5 de dez de 2014

OMISSÃO E DESCASO DE RICARDO MURAD MATA BEBÊ.

Mãe de bebê diagnosticada com Cardiopatia Congênita pediu ajuda ao Estado e conseguiu na Justiça uma liminar que determinou o transporte imediato e urgente da bebê Haléxia por uma UTI-AÉREA.

O Secretário de Saúde, Ricardo Murad, fez pouco caso da situação da bebê e não acatou a determinação da Justiça.

Um empresário chegou a emprestar R$ 50 mil para a desesperada mãe da criança. Tarde demais, o tempo fez com que a bebê não resistisse à viagem, vindo à óbito.

Já para familiares, a atitude de Ricardo Murad foi outra:

No final de 2013 Ricardo contratou serviço de UTI aérea para deslocamento de seu cunhado Alexandre César Trovão. Com dispensa de licitação, a Secretaria de Estado da Saúde fez uma contratação com a empresa Nortejet Táxi Aéreo Ltda, no valor de R$ 83.700,00.

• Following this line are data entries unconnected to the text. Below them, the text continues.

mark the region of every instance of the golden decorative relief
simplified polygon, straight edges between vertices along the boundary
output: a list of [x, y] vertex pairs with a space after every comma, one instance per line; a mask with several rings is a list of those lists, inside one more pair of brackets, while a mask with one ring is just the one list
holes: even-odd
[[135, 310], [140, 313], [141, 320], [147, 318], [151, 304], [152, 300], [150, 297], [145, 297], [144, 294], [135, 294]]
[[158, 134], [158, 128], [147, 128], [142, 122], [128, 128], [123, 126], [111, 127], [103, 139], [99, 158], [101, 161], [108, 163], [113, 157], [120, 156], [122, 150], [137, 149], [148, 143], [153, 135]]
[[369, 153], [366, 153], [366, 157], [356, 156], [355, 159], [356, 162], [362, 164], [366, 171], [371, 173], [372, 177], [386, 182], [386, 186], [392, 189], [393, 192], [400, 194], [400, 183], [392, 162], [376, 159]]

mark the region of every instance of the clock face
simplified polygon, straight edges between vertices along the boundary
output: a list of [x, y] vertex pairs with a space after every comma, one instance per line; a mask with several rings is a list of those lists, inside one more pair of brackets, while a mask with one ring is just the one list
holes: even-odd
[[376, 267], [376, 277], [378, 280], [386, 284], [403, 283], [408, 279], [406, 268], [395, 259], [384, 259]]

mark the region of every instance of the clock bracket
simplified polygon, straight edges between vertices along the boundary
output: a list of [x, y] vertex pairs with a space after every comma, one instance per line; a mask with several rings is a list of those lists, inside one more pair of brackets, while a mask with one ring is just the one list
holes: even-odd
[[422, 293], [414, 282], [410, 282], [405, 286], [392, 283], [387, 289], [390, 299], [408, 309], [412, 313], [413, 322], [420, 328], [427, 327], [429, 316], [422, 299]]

A bebê Haléxia foi vítima de um gestor dissimulado e falastrão, aproveitador da desinformada população do Maranhão que atendeu seu apelo para eleger a filha deputada.

O DESABAFO DE UMA MÃE 

Halia Pimenta

MAIS UMA VITIMA DE SUCESSÕES DE ERROS

Quero tornar público e peço que vocês compartilhem com o máximo de pessoas para que outras mães saibam que se seus filhos forem diagnosticados com alguma doença que não tenha tratamento em seu estado de origem e precisar ser transportado por uma UTI-AÉREA o Estado precisa garantir que isso seja feito de imediato antes que aconteça o pior. Chega de pais terem que ver seus filhos morrerem porque o Estado nao faz nada. Precisamos mudar a estória de outras pessoas.

Primeiramente, quero deixar registrado que realizei todos os exames do pré-natal quando estava grávida e todos os resultados foram NORMAIS, mas quando Halexia nasceu (dia 24 de outubro de 2014, numa sexta-feira), realizou um exame de coração e foi diagnosticada por um profissional especialista na área com um problema no coração que para nós (pais) parecia não ser grave, já que teve alta sem NENHUMA INDICAÇÃO de medicação ou tratamento específico. A única recomendação foi realizar uma outra consulta na clinica em que o profissional trabalha após 20 (vinte dias) da data da alta porque era o tempo que a respiração dela já estaria melhor.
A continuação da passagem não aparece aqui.